Seven Types of Workplace Harassment
By Matthew Marks on May 26th, 2015 in In The News
Under Title VII of the Civil Rights Act of 1964, harassment of employees based on race, color, religion, sex (including pregnancy and gender identity), national origin, age, disability, sexual orientation, genetic information or parental status is prohibited. These types of workplace harassment are prohibited under federal (and most state laws). If you or someone you know has been the victim of any of the types of workplace harassment, contact a knowledgeable hostile workplace attorney right away to protect your rights.

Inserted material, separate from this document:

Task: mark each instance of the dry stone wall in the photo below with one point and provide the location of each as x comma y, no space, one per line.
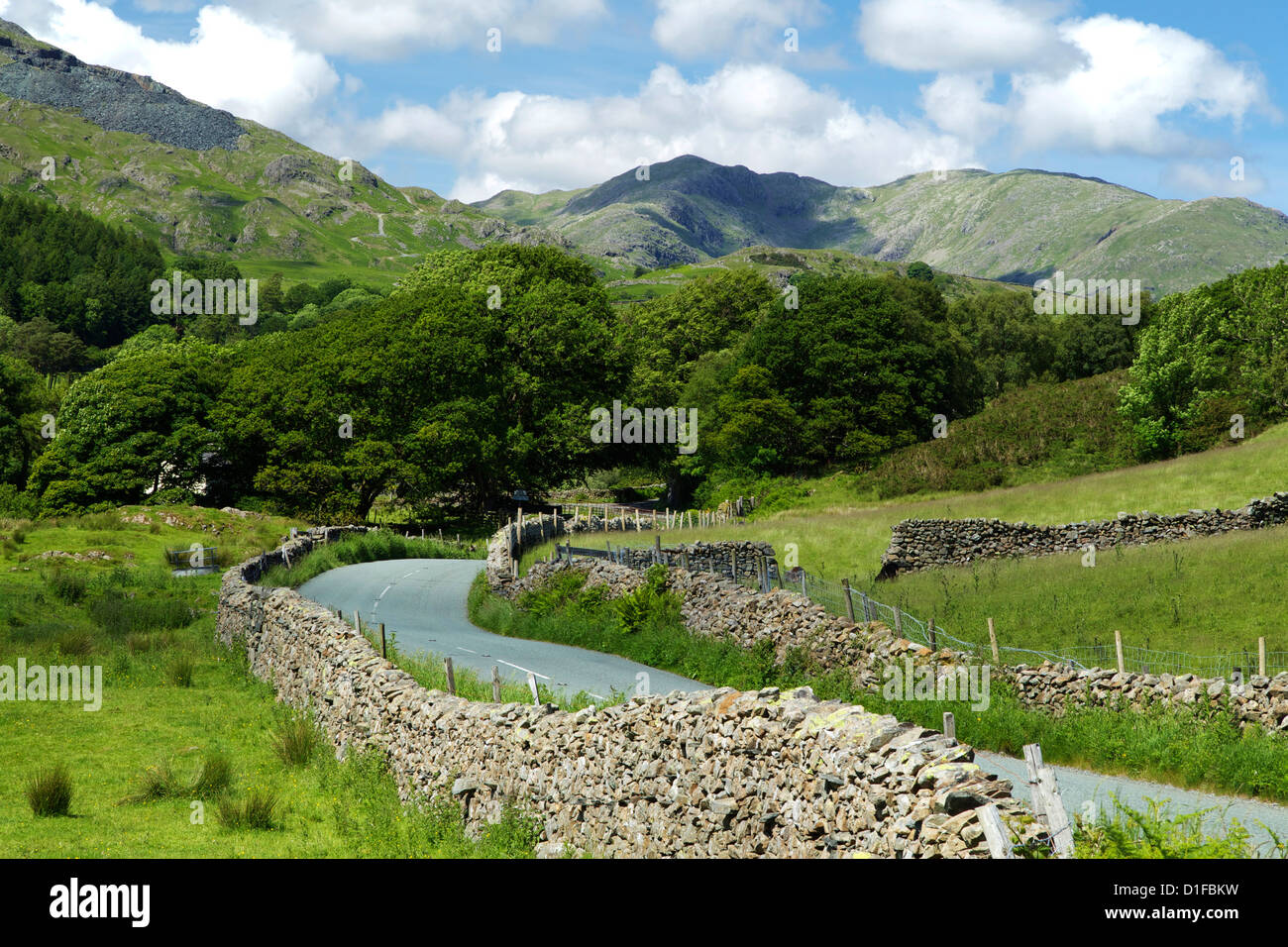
915,544
719,774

Types of Workplace Harassment
There are basically two categories of workplace harassment: quid pro quo and hostile work environment. Quid pro quo, translated as “this for that,” occurs when there is a noticeable employment decision based on the employee’s acceptance or rejection of unwelcome sexual advances or requests. Not surprisingly, the harasser in this type of situation is someone who can make or influence formal employment decisions such as hiring, firing, promoting or compensation.
Hostile work environment, on the other hand, can result from unwelcome conduct from anyone with whom the victim interacts while on the job. This conduct would result in making the workplace atmosphere intimidating, offensive or hostile for the victim.
When Conduct Violates the Law
Under the law, the conduct must be both unwelcomed and based on the victim’s protected status. Beyond this, the conduct must be (1) subjectively abusive to the victim and (2) objectively severe and persistent enough to create a work environment that a reasonable person would find offensive or hostile. Factors that courts use to decide whether the conduct is persistent enough to be deemed hostile includes the frequency and severity of the conduct, whether the conduct was physically threatening and/or humiliating or a mere offensive utterance, if the conduct unreasonably interfered with work performance, the effect on the victim’s psychological well-being, and whether the alleged harasser had a higher position in the company.
Offensive workplace conduct may include, but is not limited to:
● Slurs, epithets or name-calling;
● Offensive jokes;
● Physical assaults or threats of assault;
● Intimidation, ridicule, or mockery;
● Insults or put-downs;
● Offensive objects, pictures or images; or
● Interference with the victim’s work performance.
Hostile Workplace Lawyer
Hostile work environment cases are decided on a case-by-case basis and are difficult to recognize. This is so because the specific facts of each circumstance determine whether the conduct crossed the line from an ordinary workplace issue to unlawful harassment. An employer is automatically liable for harassment by a supervisor resulting in a negative employment action (such as termination, loss of wages, or failure to promote or hire). If you believe you are the victim of any of the types of workplace harassment mentioned, contact a hostile workplace attorney with experience in employment law at Ricotta & Marks P.C. for a free initial case evaluation today. Contact or call us at (347) 464-8694.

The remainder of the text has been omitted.